AlPO4 (s) + 3 NH4F (s) --> AlF3 (s) + (NH4)3PO4 (aq)
Knowledge about organic phosphorus in the soil is limited at the present time. Most organic phosphorus in soil comes in three forms, all believed to be chemical remnants of microorganisms: phosphate esters of carbohydrates (particularly inositol) and nucleic acids and phospholipids. Sugar phosphates are more abundant than the latter two insofar as sugar phosphates tend to be more stable in acid or alkaline soils and adsorb well to humic acids.
Organic phosphorus mineralizes under the same conditions governing organic decomposition in soil.
“Soil organic matter typically contains C/N/P/S in a ratio of 140:10:1.3:1.3, so that knowledge of the amount of organic matter will provide an estimate of the amount of organic phosphorus.” Link.
Phosphorus, as soluble inorganic phosphate, moves through plants in the phloem. The physiological result of phosphorus deficiency are spread more or less evenly around the plant with no glaring visual deficiency except stunted growth and late maturity. Grassy species, including corn, will show reddening of leaves if phosphorus is severely deficient. Link.
A soil’s phosphorus fixation capacity can be quantified by mixing a known quantity of soil with a neutral phosphate solution of known concentration. After 24 hours, the concentration of phosphate remaining in solution can be determined and the difference represents the capacity of the soil to fix phosphorus.
Farmers in relatively wealthy economies commonly add more phosphorus to the soil than plants will absorb in order to offset the phosphorus fixation capacity of soils. Over time, this practice saturates the soil’s fixation capacity. Continued application beyond the capacity of soil fixation, and beyond the needs of plants, creates conditions for severe, negative environmental impact [e.g., eutrophication].
Farmers add phosphorus to the soil using either tillage or no-till methods. The former method risks increasing the amount of phosphorus in eroded sediment while the latter risks increased runoff.

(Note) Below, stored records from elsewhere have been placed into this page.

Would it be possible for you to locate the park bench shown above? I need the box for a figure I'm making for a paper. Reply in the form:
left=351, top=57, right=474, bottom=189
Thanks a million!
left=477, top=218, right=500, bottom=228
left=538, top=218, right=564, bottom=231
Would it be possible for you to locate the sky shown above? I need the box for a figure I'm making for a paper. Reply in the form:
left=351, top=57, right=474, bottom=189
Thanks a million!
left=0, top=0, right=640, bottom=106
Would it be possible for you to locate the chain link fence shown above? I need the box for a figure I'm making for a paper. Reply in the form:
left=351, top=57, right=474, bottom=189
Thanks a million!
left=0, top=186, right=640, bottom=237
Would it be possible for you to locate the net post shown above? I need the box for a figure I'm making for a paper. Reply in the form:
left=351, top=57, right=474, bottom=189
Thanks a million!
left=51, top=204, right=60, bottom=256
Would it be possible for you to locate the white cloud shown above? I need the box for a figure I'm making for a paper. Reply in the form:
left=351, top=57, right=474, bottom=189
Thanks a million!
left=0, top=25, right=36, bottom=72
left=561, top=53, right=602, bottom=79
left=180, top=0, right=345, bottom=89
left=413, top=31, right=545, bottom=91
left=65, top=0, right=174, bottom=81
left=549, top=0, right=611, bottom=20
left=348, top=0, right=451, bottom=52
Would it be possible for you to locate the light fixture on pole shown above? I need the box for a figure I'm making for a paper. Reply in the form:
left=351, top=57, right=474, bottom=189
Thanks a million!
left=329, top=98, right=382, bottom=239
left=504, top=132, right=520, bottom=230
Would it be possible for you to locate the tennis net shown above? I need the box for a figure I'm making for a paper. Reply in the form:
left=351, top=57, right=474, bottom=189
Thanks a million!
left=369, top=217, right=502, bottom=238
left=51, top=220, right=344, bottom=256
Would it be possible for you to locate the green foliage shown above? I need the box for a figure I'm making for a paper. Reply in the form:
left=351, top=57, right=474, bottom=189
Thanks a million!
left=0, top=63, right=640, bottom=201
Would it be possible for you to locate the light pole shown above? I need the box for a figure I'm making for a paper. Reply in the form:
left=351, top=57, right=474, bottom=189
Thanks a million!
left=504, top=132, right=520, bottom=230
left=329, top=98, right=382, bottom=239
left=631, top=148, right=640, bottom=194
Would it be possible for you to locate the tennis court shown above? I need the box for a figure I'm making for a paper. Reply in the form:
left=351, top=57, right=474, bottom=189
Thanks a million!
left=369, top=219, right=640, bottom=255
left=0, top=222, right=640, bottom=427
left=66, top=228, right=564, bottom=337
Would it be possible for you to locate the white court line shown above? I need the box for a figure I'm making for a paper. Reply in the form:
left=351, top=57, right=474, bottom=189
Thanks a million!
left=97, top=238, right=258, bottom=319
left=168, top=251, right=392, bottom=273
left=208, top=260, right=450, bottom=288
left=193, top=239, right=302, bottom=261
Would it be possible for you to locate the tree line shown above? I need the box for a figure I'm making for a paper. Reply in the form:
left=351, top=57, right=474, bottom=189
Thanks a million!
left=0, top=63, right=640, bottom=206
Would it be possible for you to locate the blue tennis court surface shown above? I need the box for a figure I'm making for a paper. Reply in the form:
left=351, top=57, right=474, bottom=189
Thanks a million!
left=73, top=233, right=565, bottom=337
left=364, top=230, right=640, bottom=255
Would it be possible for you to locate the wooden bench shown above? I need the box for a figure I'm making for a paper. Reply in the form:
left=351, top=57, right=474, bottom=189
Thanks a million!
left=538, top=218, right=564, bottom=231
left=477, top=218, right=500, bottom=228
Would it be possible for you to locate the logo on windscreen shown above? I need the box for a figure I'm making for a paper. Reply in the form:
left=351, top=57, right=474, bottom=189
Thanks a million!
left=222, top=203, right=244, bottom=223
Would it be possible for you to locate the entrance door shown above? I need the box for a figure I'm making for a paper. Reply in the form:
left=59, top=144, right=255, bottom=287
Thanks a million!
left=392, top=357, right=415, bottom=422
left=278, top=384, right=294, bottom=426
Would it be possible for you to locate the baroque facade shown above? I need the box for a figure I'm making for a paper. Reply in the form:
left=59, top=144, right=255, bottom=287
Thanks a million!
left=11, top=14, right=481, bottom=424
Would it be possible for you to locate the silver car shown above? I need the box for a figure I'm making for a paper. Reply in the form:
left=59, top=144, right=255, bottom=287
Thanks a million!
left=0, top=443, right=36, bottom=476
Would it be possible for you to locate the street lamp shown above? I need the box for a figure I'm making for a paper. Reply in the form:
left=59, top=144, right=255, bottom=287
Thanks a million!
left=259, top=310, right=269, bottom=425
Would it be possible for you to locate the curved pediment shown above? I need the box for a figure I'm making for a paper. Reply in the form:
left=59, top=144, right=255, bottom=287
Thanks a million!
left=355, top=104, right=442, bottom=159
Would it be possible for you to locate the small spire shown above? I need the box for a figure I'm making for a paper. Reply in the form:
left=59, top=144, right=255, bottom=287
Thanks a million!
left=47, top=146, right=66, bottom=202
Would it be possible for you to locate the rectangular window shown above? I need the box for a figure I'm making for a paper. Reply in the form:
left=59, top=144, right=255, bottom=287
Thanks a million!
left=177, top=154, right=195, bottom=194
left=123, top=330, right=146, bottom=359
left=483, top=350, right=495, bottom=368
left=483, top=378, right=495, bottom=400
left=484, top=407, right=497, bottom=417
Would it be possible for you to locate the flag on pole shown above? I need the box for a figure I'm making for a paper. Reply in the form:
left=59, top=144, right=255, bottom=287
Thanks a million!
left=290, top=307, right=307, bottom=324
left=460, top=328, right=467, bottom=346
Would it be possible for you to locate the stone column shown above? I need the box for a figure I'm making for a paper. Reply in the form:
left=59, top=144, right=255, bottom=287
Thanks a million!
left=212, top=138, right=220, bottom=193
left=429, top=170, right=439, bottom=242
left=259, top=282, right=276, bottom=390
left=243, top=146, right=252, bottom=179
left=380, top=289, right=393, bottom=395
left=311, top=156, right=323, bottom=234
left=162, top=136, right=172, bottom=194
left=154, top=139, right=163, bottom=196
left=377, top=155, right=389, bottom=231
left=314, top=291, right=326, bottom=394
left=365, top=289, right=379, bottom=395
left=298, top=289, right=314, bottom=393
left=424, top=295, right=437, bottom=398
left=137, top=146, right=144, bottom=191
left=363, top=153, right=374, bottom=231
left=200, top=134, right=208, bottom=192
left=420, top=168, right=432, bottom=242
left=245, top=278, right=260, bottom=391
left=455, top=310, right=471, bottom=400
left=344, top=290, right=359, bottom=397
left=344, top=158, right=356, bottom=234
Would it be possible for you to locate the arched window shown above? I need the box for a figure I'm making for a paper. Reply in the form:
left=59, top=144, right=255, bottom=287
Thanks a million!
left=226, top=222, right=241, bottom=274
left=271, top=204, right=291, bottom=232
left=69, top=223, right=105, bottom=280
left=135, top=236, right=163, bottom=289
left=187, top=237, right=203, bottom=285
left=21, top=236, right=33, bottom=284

“In no-tillage systems, surface application of manure without incoporation may result in lower total loss of phosphorus, because this type of management achieves substantial reductions in soil erosion and total runoff. The effect of these reductions may outweigh the effect of the increased phosphorus concentration in the relatively small volume of water that does run off.” (B&W, 13th ed., pg. 598)
While the over-application of phosphorus in fertilizer has become a serious problem in the agricultures of developed nations, in relatively poor countries, particularly in Africa, food plant harvest has removed more phosphorus from the soil than what can be readily returned due to economic realities and other regional concerns. Inadequate supplies of soil phosphorus have also led to nitrogen deficiencies since soil phosphorus is a prerequisite for nitrogen fixation by many food crops. As an overall result, in some African countries, food production has declined steadily for the last 30 years.